Captain Barlowe left, Dan and Charity moved into a motel, and the day ended in quiet triumph. The experts who had visited the crime scene earlier reappeared and took more photographs and blood samples. The horror writer asked them no questions, and they volunteered nothing.

He drove to town the next morning and shopped at several stores. So far as he could judge, he was not followed. That afternoon he got out the binoculars he had acquired years before for bird-watching and scanned the surrounding woods and fields, seeing no one.

At sunrise the next morning he rescanned them, paying particular attention to areas he thought he might have slighted before. Selecting an apple from the previous day’s purchases, he made his way through grass still wet with dew to the well and tossed it in.

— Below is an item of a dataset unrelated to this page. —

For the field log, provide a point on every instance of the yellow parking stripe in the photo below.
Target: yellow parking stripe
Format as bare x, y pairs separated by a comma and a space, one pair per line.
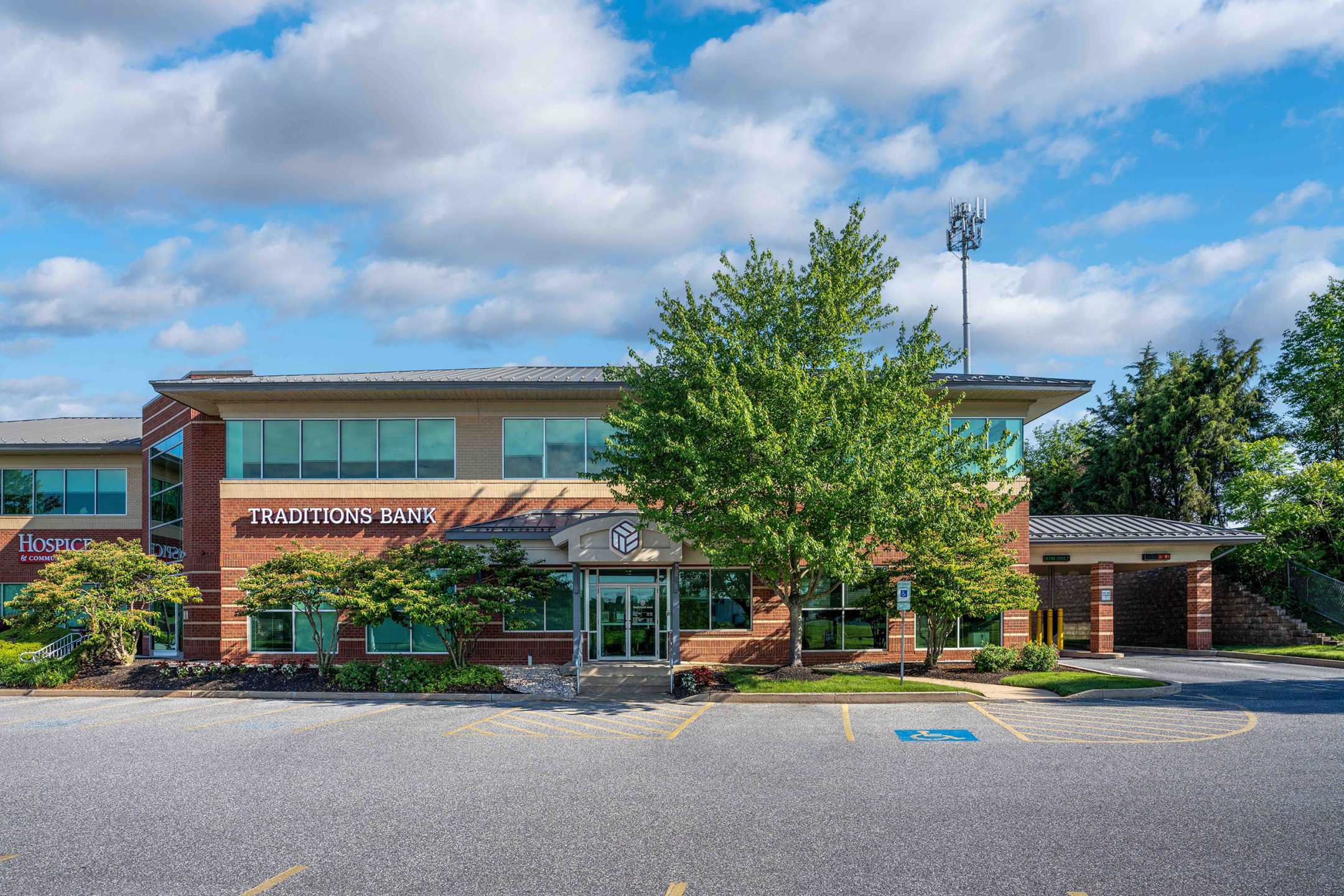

He had hoped that she would thank him and plead for release; if she did either her voice was too faint for him to catch her words, this though it seemed to him there was a sound of some sort from the well, a faint, high humming. As he tramped back to the house, he decided that it had probably been an echo of the wind.

The rest of that day he spent preparing her cellar room.

He slept well that night and woke refreshed twenty minutes before his clock radio would have roused him. The three-eighths-inch rope he had brought two days earlier awaited him in the kitchen; he knotted it as soon as he had finished breakfast, spacing the knots about a foot apart.